1666 Jan. 3rd. “Decrease of the plague this week to 70.” Jan. 8th. “To Paternoster Row, few shops there being yet open.” Jan. 10th. “Plague is increased this week from 70 to 89.” Jan. 16th. “The plague 158.” Jan. 23rd. “Plague being now but 79.” Jan. 31st. “Plague decreased this week to 56.” Mar. 13th. “Plague increased to 29 from 28.” April 25th. “Plague is decreased 16 this week.” May 12th. “The plague increases in many places and is 53 this week with us.” June 6th. “A monthly fast day for the plague.” July 2nd. “The plague is, as I hear, increased but two this week.” Aug. 6th. “Greenwich worse than ever it was, and Deptford too.” Aug. 9th. } “Mrs.
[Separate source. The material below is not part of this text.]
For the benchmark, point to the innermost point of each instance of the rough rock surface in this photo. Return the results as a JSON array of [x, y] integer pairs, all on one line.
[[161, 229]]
Rawlinson is dead of the sickness ... the mayde Aug. 10th.} also is dead.”
It will be observed that the Plague lingered until the Great Fire of September 2 drove it clean away.
The best—that is, the most graphic—account of the Plague is that of Daniel Defoe. It is, perhaps, too long. The mind grows sick in the reading. He presents us, after his favourite method, with a series of pictures and portraits of individuals. When it is remembered that his book appeared in the year 1720, the year, that is, of the great Plague of Marseilles, and fifty-five years after the event, it is generally believed that his history is a work of pure fiction. I think it can be shown, however, that it was not a work of fiction at all, but simply a work of recollection. To the old man of sixty came back the memories and the tales that he had heard as a boy not yet in his teens.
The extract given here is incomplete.